In the apartment, we find five of these wall adhesives. New images of common objects, all containers of some sort: a Talenti gelato pint filled with quarters, a house-shaped plastic kids-room clock, a cocktail mug of the Westin-Bonaventure Hotel, a Beverly Hills Juice tote-bag, and an ergonomic copper tea kettle. The stickers seem to be the sort used on busses, subways, and retail windows. Some are placed slightly askew and others look as if they are popping out from behind the furniture. Plus they are so big—blown up way out of proportion to three or four feet, the adhesives become trompe l’oeil sight-gags. This is confirmed by a closer look where, low and behold, a Sacajawea coin sits among the quarters, a mosquito rests on the tote bag, and a fly has died, smothered in the Plexiglas clock.

Asha Schechter, people who live in glass houses love it!, 2018. Installation view. Shane Campbell Gallery, Lincoln Park

Poor fly—trapped in its container, much like the other apartment dwellers at Lakeview. A whole generation of yuppies—the greatest generation!—seem to have managed to spend their entire lives in glass and steel complexes like this one. Their children who once drooled on the credenzas are grown up, dutifully doting on their geriatric parents who wheeze through the poor ventilation, suffocating slowly. A life well packaged, too well perhaps.

Asha Schechter, Bonaventure souvenir cup with drink and cherry modeled and rendered by Csaba Kiss, 2018 Inkjet print on adhesive vinyl.

Maybe that explains the container theme; It is hard to say. In some pat sense the stickers seem to be about leasing brands through diffusion products: you may have eaten the gelato, but you can keep the Talenti container; you drank the juice, now carry the tote; you visited the rotating cocktail bar at the Bonaventure, here’s a souvenir of the building.  Commodity fetishism and consumer desire are prompted by the miniature. If this is where we are headed, I am yawning and would just rather fall asleep in the apartment gallery bedroom, which looks really comfortable. Instead I want to know just what is it that makes this art about today’s (or yesterday’s?) homes so different, so appealing? Or unappealing, or whatever.

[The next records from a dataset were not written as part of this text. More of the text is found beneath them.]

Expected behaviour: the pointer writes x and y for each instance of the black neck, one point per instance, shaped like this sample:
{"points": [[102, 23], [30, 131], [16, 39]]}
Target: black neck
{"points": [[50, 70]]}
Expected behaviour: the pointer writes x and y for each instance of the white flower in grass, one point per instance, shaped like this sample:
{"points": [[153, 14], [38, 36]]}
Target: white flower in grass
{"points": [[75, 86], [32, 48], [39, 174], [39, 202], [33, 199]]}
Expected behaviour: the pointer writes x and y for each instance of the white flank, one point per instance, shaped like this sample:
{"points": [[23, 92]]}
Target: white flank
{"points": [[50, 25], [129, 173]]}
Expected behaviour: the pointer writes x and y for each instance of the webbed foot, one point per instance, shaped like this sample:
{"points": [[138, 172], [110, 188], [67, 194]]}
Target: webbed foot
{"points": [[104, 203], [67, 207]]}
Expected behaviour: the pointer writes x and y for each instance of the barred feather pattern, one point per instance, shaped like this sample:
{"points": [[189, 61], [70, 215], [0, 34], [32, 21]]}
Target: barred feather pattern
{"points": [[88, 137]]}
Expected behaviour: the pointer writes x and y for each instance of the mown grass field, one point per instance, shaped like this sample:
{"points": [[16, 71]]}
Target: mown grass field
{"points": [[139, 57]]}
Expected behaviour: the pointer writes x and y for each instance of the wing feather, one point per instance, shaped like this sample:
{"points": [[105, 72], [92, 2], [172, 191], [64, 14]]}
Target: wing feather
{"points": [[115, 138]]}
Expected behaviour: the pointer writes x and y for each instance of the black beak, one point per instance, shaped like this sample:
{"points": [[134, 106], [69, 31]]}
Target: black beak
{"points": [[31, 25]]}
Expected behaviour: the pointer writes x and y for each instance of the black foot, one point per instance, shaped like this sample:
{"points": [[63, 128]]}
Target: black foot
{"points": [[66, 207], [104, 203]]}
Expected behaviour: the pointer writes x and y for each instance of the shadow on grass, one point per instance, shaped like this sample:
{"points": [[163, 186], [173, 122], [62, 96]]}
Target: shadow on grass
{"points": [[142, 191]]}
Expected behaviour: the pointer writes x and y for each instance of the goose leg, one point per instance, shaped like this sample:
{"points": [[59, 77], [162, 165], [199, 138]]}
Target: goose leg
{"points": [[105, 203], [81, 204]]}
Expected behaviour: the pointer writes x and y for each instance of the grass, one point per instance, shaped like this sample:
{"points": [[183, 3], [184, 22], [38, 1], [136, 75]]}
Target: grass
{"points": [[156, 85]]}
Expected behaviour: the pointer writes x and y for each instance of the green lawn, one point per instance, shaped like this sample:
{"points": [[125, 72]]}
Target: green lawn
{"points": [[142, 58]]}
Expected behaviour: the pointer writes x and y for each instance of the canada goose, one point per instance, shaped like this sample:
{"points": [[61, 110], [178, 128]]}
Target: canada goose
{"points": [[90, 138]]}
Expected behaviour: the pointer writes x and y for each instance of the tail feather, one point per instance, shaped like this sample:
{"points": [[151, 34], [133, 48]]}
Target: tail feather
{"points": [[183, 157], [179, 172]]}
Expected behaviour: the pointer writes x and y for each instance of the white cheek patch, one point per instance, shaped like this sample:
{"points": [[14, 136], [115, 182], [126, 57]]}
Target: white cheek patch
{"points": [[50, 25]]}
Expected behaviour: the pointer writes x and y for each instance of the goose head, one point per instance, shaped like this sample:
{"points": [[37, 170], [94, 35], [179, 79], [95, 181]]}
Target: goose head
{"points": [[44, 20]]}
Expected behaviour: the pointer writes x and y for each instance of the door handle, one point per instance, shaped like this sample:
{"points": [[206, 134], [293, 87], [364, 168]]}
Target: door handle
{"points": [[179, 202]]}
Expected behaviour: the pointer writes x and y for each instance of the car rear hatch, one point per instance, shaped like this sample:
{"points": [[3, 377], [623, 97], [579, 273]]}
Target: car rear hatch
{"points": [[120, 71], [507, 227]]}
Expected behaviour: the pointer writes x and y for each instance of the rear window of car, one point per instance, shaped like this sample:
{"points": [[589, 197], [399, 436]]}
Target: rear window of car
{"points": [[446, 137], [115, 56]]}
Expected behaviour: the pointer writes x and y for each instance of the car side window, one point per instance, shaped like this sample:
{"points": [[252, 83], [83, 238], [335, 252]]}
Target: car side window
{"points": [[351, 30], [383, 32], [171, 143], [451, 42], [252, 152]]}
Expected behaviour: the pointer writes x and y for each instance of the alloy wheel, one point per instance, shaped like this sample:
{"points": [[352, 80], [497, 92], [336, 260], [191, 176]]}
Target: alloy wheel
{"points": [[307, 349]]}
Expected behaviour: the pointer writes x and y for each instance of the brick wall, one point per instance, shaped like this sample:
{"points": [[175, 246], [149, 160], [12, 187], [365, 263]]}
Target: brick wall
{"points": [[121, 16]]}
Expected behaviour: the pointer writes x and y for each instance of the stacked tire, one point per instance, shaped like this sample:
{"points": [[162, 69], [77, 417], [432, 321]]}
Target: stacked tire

Perhaps the show’s title offers answers: people who live in glass houses love it! Schechter ripped it from a realty ad for the building, which of course borrows from the proverb about not casting stones. If he had used the original, it would have signaled something about how difficult it is to make art while working with members of the establishment in these regional capitals. They are in a fragile spot to be honest, maintaining a tenuous hold on the collector base and eternally preoccupied with status with respect to the center, which inevitably leads to intransigency.

But Schechter is not trying to throw stones here and that is not the title. Rather, “people who live in glass houses love it!” points to a new kind of ownership, which might be leading to a new kind of Pop, namely, the ownership over social-reflexivity. Today you see it everywhere. People proudly adopt and play with the profiles, hashtags and pigeonholes designed for them. They seem to know where they stand and love to own it. But nasty women headbands, deplorables trucker hats, and “Kiss Me I’m Irish” t-shirts are all a little uncouth and déclassé. They are certainly not the kinds of things worn around Lakeview are they? Schechter seems to ask what happens when these forms of social reflexivity make their way into the communicative and consumption practices of the contemporary art world. Can we imagine the slogan, “We, William-Sonomans?” Are we willing to wear our choices on our sleeves or walls even? Would we buy a pricey sticker to prove it? I guess that is the challenge—to see if it passes the wall test or just peels off.


Asha Schechter’s people who live in glass houses love it! runs at Shane Campbell Gallery, Lincoln Park until January 18, 2019.